About Me

I have been cooking my way through life for over 50 years, beginning with mud pies as a child. I've turned a corner now and feel a Renaissance in my life. Recipes and Random Thoughts is my personal spin in a blog about how to prepare good food and how it prepares you for life. I want to share with you, honest to goodness food punctuated with perspective from the special memories and moments that have marked my journey.

Wednesday, February 15, 2012

"Everyone Needs a Hamburger and French Fries in time of Crisis"

Words of wisdom on my wedding day from my about-to-be husband’s aunt as I waited out the final minutes in the bride’s room.  In the absence of his deceased parent’s, Aunt Jeanne delivered my intended to the church, on time with a Big Mac and fries in his tummy.  She actually said, “If the kiss smells like McDonald’s, that because he needed something in his stomach.  Everyone needs a hamburger and French fries in time of crisis.”  It was an 8 o’clock wedding (this was 1976, and a formal affair) and it wasn’t unusual for folks to get hungry before you got to the reception, much less a 26 year old man in white tie and tails at the altar of a packed church in the smothering heat of June.  It’s funny, I’ve remembered that comment, considering the moment, but it’s certainly come back to me as the truth in the last month.

I’ve had nothing but crisis lately; two parents, of very advanced age in constant, seriously poor health. It’s been a blur of ambulances, emergency rooms, spending the night in a chair by a hospital bed, rehab, nursing homes, and excruciating decisions.  I don’t know how many food critics there are out there but, I now consider myself an expert on hospital and nursing home “cuisine”.  It’s bad, period.  My mother knows how to get what she wants, and has made a point of making acquaintances with whoever is in charge of food in these places and either asks very nicely or pitches a fit to get palatable  food.  Frequently, I sneak in what she and Daddy prefer from outside, even if it isn’t what the doctor ordered.  They’re 90, for crying out loud.

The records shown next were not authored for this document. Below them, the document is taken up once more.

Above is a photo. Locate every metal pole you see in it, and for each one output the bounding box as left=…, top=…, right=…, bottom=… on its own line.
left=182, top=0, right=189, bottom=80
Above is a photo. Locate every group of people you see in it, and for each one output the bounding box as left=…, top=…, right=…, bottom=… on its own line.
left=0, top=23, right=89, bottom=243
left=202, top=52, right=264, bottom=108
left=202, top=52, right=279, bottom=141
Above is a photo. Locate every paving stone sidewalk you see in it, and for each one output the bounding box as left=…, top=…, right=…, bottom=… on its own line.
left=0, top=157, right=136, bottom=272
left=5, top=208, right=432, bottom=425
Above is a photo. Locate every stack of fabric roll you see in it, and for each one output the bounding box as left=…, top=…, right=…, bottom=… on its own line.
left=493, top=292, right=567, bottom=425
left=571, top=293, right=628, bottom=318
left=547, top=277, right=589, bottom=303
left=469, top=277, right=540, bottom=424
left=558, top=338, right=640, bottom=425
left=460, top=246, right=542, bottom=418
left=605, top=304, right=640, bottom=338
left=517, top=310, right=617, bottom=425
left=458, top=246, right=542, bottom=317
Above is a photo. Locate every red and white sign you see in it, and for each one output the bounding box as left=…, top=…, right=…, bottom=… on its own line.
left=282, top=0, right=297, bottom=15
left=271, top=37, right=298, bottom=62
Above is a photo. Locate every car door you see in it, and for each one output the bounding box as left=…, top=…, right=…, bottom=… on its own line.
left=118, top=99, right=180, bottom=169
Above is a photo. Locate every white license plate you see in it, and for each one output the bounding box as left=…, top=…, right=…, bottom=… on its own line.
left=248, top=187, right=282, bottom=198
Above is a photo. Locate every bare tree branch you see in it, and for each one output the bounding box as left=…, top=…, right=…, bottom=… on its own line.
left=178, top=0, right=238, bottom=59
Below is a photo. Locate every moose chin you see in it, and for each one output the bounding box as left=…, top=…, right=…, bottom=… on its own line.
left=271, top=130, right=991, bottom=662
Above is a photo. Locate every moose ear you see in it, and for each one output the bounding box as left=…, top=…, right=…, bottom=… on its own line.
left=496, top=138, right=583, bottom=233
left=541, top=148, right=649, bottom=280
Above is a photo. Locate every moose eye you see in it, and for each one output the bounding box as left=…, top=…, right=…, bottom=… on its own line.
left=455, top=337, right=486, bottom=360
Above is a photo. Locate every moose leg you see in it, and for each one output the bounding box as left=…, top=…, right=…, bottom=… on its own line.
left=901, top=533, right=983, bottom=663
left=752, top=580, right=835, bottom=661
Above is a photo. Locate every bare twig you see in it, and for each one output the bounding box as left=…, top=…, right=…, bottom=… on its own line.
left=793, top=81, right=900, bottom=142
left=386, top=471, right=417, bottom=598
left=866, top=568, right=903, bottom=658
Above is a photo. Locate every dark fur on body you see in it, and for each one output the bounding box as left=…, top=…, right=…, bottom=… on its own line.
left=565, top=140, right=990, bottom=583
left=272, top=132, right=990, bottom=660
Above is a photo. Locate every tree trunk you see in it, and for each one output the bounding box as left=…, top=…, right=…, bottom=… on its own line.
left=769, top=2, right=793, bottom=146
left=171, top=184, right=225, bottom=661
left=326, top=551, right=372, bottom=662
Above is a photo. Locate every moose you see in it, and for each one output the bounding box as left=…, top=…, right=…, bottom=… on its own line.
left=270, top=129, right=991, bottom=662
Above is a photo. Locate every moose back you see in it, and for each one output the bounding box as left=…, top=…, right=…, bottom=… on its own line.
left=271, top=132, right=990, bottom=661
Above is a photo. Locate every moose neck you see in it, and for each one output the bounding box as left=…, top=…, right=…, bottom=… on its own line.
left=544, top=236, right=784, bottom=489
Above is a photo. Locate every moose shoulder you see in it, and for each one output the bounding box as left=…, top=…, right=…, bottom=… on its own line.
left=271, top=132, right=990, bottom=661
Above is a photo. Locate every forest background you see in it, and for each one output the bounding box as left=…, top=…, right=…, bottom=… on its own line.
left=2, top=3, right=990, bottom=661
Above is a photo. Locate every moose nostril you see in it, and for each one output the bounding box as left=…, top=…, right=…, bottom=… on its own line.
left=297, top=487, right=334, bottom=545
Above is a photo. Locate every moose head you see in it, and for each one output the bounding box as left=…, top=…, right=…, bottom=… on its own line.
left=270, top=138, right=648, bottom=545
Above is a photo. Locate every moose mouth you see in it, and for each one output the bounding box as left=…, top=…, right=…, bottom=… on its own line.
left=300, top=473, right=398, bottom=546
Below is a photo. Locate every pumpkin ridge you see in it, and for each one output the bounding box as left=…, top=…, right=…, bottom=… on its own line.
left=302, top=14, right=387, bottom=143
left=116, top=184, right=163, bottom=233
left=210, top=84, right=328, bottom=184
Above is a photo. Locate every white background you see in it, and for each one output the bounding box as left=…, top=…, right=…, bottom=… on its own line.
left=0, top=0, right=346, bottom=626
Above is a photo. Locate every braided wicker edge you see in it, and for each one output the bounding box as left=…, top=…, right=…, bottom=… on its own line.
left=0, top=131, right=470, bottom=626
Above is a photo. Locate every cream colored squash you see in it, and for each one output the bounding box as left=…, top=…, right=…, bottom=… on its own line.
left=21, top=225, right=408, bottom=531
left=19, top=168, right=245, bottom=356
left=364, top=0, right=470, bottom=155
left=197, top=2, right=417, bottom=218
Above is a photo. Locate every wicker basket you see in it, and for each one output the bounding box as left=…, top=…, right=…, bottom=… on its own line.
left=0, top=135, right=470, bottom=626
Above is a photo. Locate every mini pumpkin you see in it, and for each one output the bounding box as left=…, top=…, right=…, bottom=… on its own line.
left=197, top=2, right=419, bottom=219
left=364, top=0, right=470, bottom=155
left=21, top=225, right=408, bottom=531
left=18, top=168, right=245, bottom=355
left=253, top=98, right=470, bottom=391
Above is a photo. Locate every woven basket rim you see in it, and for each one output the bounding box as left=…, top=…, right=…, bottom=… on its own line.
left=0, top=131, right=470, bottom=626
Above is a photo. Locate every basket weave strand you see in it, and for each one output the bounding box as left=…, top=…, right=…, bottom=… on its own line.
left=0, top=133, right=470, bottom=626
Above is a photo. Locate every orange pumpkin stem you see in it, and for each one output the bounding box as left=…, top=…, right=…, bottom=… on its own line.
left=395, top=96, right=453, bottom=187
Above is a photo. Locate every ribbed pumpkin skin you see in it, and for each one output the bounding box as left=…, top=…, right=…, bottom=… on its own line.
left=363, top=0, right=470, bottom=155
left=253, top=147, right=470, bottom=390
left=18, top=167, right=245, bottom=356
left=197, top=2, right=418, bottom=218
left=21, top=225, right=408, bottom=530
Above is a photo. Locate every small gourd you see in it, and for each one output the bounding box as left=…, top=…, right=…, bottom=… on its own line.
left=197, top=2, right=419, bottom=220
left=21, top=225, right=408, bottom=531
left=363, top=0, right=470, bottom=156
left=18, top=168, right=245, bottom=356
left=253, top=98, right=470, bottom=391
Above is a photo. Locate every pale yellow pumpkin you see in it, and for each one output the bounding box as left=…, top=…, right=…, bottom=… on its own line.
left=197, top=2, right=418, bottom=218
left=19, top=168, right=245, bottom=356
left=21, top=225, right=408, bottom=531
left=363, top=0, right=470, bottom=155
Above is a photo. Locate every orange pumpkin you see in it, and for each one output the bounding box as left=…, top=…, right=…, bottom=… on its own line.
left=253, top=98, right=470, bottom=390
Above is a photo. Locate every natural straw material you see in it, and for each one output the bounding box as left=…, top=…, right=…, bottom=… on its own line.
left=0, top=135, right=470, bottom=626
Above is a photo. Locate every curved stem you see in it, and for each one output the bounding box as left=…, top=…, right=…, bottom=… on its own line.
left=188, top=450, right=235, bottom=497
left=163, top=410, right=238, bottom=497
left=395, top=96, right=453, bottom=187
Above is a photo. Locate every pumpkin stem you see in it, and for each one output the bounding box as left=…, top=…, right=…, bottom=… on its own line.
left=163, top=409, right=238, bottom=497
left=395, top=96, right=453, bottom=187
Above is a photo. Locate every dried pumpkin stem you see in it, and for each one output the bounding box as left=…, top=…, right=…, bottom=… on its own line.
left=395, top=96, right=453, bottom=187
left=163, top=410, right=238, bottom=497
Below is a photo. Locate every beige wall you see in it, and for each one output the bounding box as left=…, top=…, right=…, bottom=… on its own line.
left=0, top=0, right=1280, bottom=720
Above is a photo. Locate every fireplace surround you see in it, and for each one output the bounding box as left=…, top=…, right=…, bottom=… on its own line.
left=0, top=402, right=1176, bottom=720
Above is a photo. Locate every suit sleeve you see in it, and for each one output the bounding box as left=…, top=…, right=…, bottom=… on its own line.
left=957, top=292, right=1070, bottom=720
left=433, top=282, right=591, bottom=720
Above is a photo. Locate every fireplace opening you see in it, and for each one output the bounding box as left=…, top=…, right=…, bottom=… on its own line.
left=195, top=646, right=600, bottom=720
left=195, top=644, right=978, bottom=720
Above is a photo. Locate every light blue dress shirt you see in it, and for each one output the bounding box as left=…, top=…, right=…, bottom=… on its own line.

 If there has ever been a time for a hamburger and French fries in my life, this was it. After a grueling few days of hospital duty, my husband suggested we go to Ted’s Montana Grill, a block from the hospital.  The “America’s Cup Hamburger” with cheese and exceptional smoky bacon was balm to the wound.  It was the biggest, juiciest burger I’ve ever eaten.  Like a pilgrim and the grail, it restored my soul and enabled me to go back and face another round of IVs and BPs.

No one will ever convince me a hamburger and French fries aren’t right up there with chicken soup and penicillin.